The White House issued a statement praising Dodd for dedicating his life to public service.

Senator Dodd was at the center of efforts to reform the U.S. financial system and health-care reform legislation.

He says he is not retiring to spend more time with his family, an excuse used by many departing politicians.

"I have been a Connecticut senator for 30 years," he said. "I am very proud of the job I have done and the results delivered. But none of us is irreplaceable. None of use are indispensable. And those who think otherwise are dangerous."

Political analyst Larry Sabato of the University of Virginia said Dodd's decision to retire actually gives Democrats a much better chance of winning that Senate seat in November.

"When you look at the two seats, you realize that in fact the Democrats have now saved Connecticut," said Larry Sabato. "They were going to lose with Dodd and now they have a much stronger Democrat as the presumptive nominee, the Attorney General Richard Blumenthal."

But Sabato and other political analysts say the sudden string of retirements reflect a harsher political climate for Democrats across the country, after their electoral triumphs with President Obama and big wins in the House and the Senate in 2008.

"And you have to add these two retirements to the other shockers that have occurred within 24 hours," he said. "The Lieutenant Governor of Michigan who was the nominee presumptive governor in that heavily Democratic state withdrew his candidacy because he could not raise money.

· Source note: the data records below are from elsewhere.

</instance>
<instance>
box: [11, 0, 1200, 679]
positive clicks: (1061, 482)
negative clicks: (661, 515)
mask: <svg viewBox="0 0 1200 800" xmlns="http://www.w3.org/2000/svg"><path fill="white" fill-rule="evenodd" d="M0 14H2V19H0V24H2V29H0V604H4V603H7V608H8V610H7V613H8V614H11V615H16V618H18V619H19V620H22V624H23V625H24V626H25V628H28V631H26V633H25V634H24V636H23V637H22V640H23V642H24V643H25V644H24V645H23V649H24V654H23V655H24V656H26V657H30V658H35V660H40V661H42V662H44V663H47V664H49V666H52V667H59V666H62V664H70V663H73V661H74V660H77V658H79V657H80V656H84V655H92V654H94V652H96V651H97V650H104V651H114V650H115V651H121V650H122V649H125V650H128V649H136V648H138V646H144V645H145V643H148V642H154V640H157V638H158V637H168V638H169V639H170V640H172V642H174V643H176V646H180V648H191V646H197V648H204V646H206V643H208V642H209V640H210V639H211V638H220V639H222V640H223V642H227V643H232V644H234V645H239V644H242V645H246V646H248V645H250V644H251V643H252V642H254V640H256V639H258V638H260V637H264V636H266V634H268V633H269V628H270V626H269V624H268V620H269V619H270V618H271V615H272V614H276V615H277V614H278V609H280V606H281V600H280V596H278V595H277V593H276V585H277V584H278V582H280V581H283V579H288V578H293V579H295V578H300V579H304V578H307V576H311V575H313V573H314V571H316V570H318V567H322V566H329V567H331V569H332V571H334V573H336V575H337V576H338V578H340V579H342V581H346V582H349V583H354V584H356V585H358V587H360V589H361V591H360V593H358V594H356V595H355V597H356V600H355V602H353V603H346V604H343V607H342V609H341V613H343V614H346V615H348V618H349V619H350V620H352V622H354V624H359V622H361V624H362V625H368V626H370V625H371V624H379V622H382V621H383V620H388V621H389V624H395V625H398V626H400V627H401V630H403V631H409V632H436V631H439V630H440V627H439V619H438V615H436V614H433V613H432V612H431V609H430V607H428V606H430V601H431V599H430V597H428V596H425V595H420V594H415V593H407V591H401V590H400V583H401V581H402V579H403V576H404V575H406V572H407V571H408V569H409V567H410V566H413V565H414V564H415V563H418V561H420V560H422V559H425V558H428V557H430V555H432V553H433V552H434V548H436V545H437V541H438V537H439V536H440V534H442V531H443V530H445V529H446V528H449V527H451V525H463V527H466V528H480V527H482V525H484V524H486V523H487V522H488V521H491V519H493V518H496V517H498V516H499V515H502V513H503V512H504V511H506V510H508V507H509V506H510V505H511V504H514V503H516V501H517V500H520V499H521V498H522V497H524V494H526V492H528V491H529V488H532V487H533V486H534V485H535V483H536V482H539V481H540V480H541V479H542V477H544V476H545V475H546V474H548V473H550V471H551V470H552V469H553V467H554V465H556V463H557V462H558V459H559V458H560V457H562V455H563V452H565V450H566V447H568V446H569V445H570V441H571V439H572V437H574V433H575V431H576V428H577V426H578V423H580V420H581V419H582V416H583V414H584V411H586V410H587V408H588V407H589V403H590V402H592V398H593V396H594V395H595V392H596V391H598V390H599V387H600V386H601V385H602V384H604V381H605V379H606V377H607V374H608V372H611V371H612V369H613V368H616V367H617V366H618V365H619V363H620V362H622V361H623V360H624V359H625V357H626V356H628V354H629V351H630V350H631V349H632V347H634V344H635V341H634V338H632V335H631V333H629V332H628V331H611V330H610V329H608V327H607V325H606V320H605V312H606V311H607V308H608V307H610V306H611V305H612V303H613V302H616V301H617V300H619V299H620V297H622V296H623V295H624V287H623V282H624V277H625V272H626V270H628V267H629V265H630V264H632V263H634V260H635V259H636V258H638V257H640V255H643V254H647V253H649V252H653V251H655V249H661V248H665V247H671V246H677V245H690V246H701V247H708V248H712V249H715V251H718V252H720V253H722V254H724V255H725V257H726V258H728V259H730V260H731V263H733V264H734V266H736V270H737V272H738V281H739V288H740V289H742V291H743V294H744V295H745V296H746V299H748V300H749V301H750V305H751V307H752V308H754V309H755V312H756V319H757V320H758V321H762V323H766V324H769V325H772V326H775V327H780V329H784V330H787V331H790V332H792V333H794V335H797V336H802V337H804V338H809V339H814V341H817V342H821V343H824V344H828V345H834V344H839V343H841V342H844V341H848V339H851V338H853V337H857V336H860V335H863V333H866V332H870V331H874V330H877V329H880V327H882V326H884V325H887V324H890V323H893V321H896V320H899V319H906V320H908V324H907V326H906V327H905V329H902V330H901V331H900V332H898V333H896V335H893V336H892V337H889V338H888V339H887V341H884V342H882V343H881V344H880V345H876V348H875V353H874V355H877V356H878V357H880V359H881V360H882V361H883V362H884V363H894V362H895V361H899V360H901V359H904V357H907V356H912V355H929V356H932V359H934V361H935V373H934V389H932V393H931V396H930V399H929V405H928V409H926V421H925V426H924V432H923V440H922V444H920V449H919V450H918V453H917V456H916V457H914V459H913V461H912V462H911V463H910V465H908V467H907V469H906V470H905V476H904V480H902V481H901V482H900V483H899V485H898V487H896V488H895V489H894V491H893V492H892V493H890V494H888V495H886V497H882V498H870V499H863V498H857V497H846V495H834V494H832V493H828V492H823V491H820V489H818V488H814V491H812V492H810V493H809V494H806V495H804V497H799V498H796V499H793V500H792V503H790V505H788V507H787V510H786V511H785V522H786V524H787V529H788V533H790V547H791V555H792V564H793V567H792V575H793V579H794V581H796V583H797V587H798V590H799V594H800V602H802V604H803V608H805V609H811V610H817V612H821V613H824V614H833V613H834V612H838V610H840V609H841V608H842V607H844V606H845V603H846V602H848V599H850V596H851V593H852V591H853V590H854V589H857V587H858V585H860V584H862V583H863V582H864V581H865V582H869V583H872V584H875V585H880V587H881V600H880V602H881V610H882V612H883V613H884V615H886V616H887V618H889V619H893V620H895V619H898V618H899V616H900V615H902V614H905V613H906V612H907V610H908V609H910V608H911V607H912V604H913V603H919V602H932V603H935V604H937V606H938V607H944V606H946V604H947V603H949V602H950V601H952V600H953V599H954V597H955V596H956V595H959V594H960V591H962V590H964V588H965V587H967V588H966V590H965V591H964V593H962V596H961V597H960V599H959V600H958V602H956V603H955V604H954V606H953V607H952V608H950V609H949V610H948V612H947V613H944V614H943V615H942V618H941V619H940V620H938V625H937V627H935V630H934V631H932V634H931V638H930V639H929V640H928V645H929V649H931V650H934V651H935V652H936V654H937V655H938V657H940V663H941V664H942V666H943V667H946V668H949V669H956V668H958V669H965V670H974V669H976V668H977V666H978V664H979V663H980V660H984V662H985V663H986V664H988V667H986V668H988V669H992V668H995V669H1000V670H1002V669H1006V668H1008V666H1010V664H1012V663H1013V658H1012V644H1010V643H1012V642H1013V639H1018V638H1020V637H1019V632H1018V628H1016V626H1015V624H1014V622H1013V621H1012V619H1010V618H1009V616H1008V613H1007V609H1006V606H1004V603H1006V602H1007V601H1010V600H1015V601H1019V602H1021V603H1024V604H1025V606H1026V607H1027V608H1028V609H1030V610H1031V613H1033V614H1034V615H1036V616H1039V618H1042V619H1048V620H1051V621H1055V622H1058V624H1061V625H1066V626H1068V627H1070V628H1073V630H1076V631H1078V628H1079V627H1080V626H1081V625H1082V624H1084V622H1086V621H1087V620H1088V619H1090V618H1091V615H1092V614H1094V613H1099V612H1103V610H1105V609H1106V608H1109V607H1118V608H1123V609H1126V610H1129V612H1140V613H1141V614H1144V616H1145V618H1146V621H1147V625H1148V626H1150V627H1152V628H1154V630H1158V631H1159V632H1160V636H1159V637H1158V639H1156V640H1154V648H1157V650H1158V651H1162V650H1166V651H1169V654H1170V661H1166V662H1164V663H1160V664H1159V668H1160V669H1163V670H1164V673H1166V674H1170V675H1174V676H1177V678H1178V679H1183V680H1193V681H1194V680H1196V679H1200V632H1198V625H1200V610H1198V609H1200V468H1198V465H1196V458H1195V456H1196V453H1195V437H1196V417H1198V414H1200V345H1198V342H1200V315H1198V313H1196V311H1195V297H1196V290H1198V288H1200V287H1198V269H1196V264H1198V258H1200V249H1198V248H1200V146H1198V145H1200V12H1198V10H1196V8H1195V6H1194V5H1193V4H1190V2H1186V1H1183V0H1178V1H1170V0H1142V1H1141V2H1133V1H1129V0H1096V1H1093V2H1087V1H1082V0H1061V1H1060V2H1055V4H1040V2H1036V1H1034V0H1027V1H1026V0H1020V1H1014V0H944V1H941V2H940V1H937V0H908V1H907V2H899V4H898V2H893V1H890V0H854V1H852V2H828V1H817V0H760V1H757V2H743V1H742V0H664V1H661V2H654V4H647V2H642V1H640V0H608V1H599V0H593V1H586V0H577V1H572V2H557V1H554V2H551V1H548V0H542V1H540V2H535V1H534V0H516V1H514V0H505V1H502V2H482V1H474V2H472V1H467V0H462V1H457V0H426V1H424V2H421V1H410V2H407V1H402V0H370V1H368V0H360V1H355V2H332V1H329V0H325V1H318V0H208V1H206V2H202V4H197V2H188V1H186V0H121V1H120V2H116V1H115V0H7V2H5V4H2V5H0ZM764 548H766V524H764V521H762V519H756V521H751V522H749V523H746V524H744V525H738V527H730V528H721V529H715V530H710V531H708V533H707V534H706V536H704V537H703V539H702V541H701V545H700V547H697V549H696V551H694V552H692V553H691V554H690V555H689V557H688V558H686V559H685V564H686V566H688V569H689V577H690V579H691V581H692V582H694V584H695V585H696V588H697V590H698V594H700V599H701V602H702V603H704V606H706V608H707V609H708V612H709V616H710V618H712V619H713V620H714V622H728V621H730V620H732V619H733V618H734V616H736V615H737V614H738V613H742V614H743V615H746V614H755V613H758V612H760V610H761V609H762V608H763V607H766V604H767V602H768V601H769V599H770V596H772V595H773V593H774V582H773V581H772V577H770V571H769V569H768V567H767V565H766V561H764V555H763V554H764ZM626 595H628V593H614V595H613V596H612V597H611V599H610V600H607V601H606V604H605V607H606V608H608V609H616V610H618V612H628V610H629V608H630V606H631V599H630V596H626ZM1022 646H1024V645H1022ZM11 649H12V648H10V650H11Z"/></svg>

Now the Democrats do not even have a strong candidate for governor and the Republicans, I think, are very, very likely to win the Michigan governorship."

Sabato said another setback for the Democrats is expected in Colorado.

"And then you look to Colorado where everyone there is stunned in both parties that Governor Bill Ritter, a first-term freshman Democrat is not running for a second term," said Sabato. "No one saw that coming, and that also opens up the possibility of a Republican takeover in a swing state that was very important to President Obama's victory in 2008."

Democrats hold a majority in the Senate with 60 votes, allowing them to pass sweeping health-care reform legislation without a single Republican vote. But the current defensive political climate could hurt fundraising efforts for the November election, and could also force President Obama to scale back his ambitious domestic political agenda.